Calves and ‘cries of anguish’: why Joaquin Phoenix decried the dairy industry

The best actor Oscar winner gave a speech about humanity’s treatment of cows, shining a light on the harsher realities of milk production

The dairy industry used to get a free pass, even from many animal rights campaigners. But with the mainstream emergence of veganism, more people are becoming aware of practices that are normal in milk production. Now, they are even talking about it at the Oscars.

In his acceptance speech for the best actor award, Joaquin Phoenix spoke of our “egocentric world view” and how we “plunder” the natural world for its resources. Turning to dairy, he said: “We feel entitled to artificially inseminate a cow and steal her baby, even though her cries of anguish are unmistakeable. Then we take her milk that’s intended for her calf and we put it in our coffee and our cereal.”
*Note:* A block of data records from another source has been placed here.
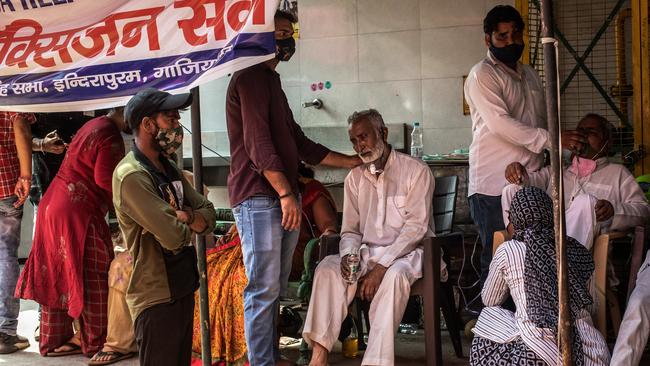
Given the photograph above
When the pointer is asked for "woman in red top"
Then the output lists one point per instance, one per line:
(67, 269)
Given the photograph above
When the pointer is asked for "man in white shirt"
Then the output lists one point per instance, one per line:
(598, 195)
(386, 213)
(635, 327)
(506, 100)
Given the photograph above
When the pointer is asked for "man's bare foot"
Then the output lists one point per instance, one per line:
(284, 363)
(68, 346)
(318, 355)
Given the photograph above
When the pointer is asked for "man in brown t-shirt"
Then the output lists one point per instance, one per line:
(266, 145)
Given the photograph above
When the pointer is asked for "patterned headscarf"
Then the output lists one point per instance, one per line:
(531, 215)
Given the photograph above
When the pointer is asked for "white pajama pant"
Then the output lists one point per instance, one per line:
(330, 299)
(635, 327)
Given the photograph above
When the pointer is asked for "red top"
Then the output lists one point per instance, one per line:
(9, 164)
(71, 219)
(263, 134)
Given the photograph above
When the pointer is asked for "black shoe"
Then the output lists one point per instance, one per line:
(11, 344)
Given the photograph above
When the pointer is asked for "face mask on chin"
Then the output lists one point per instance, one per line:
(375, 155)
(169, 139)
(509, 54)
(285, 48)
(584, 167)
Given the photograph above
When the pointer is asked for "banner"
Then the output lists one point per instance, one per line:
(79, 55)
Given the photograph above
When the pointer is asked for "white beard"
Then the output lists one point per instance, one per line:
(375, 155)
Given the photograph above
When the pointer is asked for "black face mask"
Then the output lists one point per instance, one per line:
(508, 54)
(285, 48)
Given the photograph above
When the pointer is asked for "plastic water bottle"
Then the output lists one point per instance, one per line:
(351, 343)
(416, 141)
(352, 262)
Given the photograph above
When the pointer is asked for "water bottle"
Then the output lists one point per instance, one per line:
(416, 141)
(351, 343)
(352, 262)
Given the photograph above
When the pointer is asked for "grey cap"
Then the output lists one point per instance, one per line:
(149, 101)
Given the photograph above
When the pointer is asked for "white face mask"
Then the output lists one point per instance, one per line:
(375, 154)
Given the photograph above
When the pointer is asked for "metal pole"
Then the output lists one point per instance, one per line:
(553, 119)
(197, 167)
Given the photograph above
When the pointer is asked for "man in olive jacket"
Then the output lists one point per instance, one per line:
(158, 211)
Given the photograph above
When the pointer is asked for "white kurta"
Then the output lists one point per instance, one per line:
(508, 122)
(611, 182)
(385, 217)
(502, 326)
(635, 327)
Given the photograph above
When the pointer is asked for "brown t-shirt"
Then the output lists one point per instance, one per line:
(263, 134)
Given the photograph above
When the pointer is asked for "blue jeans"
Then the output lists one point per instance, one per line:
(267, 249)
(9, 240)
(488, 216)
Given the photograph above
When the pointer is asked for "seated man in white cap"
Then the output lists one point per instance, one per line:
(386, 213)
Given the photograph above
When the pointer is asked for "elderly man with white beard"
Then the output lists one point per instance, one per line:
(386, 213)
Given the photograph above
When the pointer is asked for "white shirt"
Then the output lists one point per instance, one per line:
(503, 326)
(610, 182)
(390, 214)
(508, 122)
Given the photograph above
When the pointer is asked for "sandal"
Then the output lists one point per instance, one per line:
(113, 357)
(74, 350)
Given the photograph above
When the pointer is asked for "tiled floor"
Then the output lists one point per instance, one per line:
(410, 349)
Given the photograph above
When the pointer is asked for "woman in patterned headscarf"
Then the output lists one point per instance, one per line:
(525, 268)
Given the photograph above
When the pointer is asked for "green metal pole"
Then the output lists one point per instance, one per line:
(197, 167)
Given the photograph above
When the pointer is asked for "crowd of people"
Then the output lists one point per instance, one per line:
(111, 296)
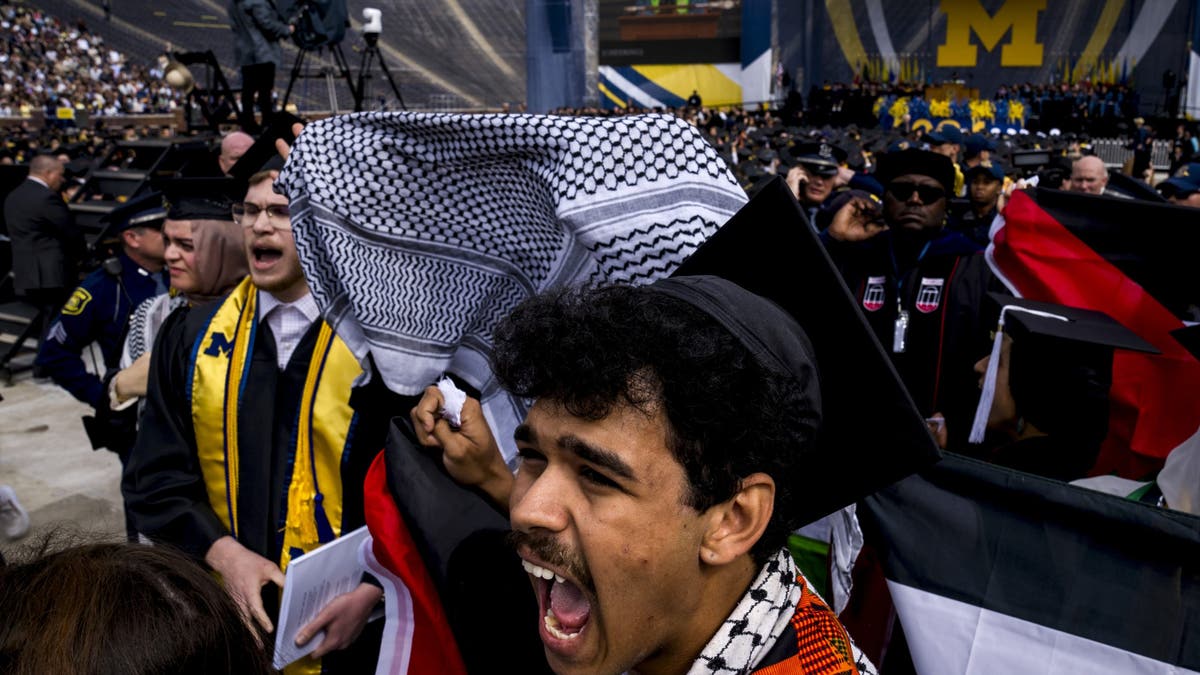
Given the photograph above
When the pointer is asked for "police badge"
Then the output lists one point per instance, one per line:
(874, 294)
(929, 296)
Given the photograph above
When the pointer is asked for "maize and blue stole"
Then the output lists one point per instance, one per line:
(221, 356)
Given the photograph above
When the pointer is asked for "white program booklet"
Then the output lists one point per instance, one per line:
(311, 581)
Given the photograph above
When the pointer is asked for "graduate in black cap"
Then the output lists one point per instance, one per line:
(251, 477)
(204, 258)
(1045, 387)
(919, 284)
(99, 311)
(984, 184)
(679, 431)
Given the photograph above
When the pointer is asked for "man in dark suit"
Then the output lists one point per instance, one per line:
(47, 248)
(46, 245)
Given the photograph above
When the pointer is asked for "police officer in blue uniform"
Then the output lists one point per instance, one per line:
(99, 312)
The reality of dairy farming can be shocking for people who have always assumed milking a cow is harmless. From the age of 15 months, female cows are artificially inseminated with semen drawn mechanically from a bull. Once born, the calf will usually be taken away within 36 hours. This is so farmers can take the milk the mothers are making. Experts say that a strong bond is formed quickly after birth and the separation is traumatising for both cow and calf.

If the calf is male, he will be considered a byproduct and either killed immediately or sold on to be raised as veal, which postpones his death for a few months. If it’s female, she will follow her mother in the cycle of forced pregnancies until she is too old to carry on, after which she will be killed.

The rise of veganism is hitting dairy bosses hard. Sales of plant-based milks are soaring. Last year it was revealed that almost a quarter of Britons are consuming non-dairy milk alternatives. Meanwhile, the average person’s milk consumption in the UK has fallen by 50% since the 50s.

Phoenix linked the oppression of animals with the oppression of humans. The “cries of anguish” from mother cows are finally being heard.